Thanks so much. Good morning.

BB
Bill BrownChairman and CEO

Hey. Good morning, Rob.

RS
Robert StallardAnalyst

Bill, you commented already, but one thing I thought was worth asking, and you highlighted a very strong book-to-bill in Q1. I was wondering if you sort of think pull forward into the first quarter and whether the assuming continued resolution might have any impact on DoD orders in the quarter?

BB
Bill BrownChairman and CEO

Not particularly. There were, obviously, Australia was an important component to that in the CS business, but even excluding that we had very good book-to-bill internationally in DOD. We saw a couple of things that moved out of September and October that we had hoped would happen in September. But we are on a good track for them in Q2. Again, similar good trajectory right now in Electronic Systems, as well as Space and Intel. So nothing in particular that I would characterize as a pull forward because of the end of the fiscal year. We normally see that at the end of the fiscal year in September; that tends to be a big booking month and was again, but nothing unusual this year relative to the prior years.

RG
Rahul GhaiSenior Vice President and CFO

Just to put a final point on that, even so, our overall book-to-bill was 2.3, sorry, 1.6, and even if you exclude Australia, it was 1.45. So compared to last year, it was about 1.20. So even excluding Australia, the book-to-bill was really good.

RS
Robert StallardAnalyst

Okay. I have follow-up to ask, the attempt to nail this down annually than quarterly, are you still confident that you will have a book-to-bill over one times for the year?

BB
Bill BrownChairman and CEO

Yes. We believe it will be more than one. In fact, it should be, I wouldn’t substantially, but because of Australia and the CS segment, we are much more confident there in larger book-to-bill for the year.

RS
Robert StallardAnalyst

That’s great. Thanks so much.

BB
Bill BrownChairman and CEO

Sure. Thank you, everybody. Before we end the call, I would like to make sure we thank the Harris team for delivering a strong quarter despite the impact of Hurricane Irma on our Florida operations, which, as many know, has more than 6,000 employees. The storm passed early on a Monday morning. We partially restarted operations on Tuesday and were back to nearly 100% by Wednesday. This remarkable accomplishment was achieved within 48 hours, and I am very pleased and proud of the team's performance. I am also proud that our customers experienced no significant disruption of service, including the FAA, which relies on our network operations center here in Florida to monitor air traffic across North American airspace, as well as the first responders we support throughout the state of Florida.

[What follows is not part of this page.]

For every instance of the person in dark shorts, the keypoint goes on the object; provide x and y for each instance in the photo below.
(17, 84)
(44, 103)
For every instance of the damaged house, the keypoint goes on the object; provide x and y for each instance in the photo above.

We responded very well, and I’m very pleased and proud of the team. Overall, we had a good start to the year. We are confident in both our fiscal ‘18 and medium-term outlook. We are in an environment where defense budgets are coming up; the technology solutions we provide are aligned with the mission priorities of our customers, and very importantly, we have a dedicated team that’s geared toward exceeding customer expectations and delivering shareholder value. Thank you, everybody, for joining the call, and we will speak again next quarter.

Operator

Ladies and gentlemen, thank you for participating in today’s conference. This concludes today’s program. You may all disconnect. Everyone have a great day.